Does it really make a difference?? I don't have a plants in my tank, and my RBP don't like bright lights anyway... 
do I really need to get the premium bulbs from the LFS?


----------



## Guest (Apr 8, 2011)

CURIUM said:


> The bulb is going on my lighting fixture, its an Aqueon 8000k Full Spectrum Daylight 32W T8 48" Bulb that came with the tank setup.
> At the LFS (Big Als) aquarium bulbs go for $25 to $40....
> and on a hardware store website (Home Depot) you can get a 2 pack for $7
> 
> ...


Nope, as long as they fit and are the correct wattage for your fixture then you should be fine.


----------



## CLUSTER ONE (Aug 2, 2006)

If they fit it should work fine just don't run them too often or they can cause unwanted algae growth.


----------



## CURIUM (Dec 6, 2010)

So whats the difference between a $40 bulb and a $3.50 bulb? 
The $40 bulb is for growing plants?


----------



## CLUSTER ONE (Aug 2, 2006)

The main difference is the K rating. An aquarium bulb will usually have something like a 6700k-10 000k rating and the 4$ bulb a 2000k. The bulbs may be just as good but certain K ratings are better then others for plants though if you don't want plants a cheap bulb will be fine though it may have a pink hue or something to it. A "cool white" or somethign allogn those lines should give you a whiter light. The wrong K rating may also promote algae though you will be fine if you just don't run it a ton. With that said the 4$ bulb can probably still grow some hardy plants fine.
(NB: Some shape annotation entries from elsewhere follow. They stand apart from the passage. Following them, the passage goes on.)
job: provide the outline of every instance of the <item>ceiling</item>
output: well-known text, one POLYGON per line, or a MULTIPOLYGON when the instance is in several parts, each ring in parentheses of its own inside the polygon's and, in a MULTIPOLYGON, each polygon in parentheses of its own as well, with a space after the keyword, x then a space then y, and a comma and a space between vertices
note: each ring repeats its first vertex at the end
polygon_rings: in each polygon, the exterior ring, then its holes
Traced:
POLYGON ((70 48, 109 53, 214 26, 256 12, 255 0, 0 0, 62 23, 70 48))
The only reason a 40$ bulb may be 40$ is because it has certain less common vapours in it to produce the correct colour and becasue it is an aquarium bulb and like anything in this hobby it is overpriced as alot of people think they have to get it for their tank.

With no plants or just hardy plants the 4$ bulb is fine though if you can look for a cheap bulb with a higher K rating of 5000-10000K though most will be like 2000-3000K.

right now I switched to a home depot plant bulb that was 5$. It has a pink hue and does cause some black hair algae but it is workign farily well and the alge is decreasing since I have cut back the photo period


----------



## CURIUM (Dec 6, 2010)

Thanks for the answer!
I agree with your comment, alot of things in this hobby are overpriced.
I think I just saved myself $35.


----------



## CLUSTER ONE (Aug 2, 2006)

For fish only it will be fine though like i said don't run it a ton to prevent algae.

It sucks that "aquarium products" are often made for x amount then sold for alot more then even non lfs retailers would sell it for.

Even if you don't like the bulb you could always buy a few more to try out and see which you like before it would even cost as much as one lfs bulb.


----------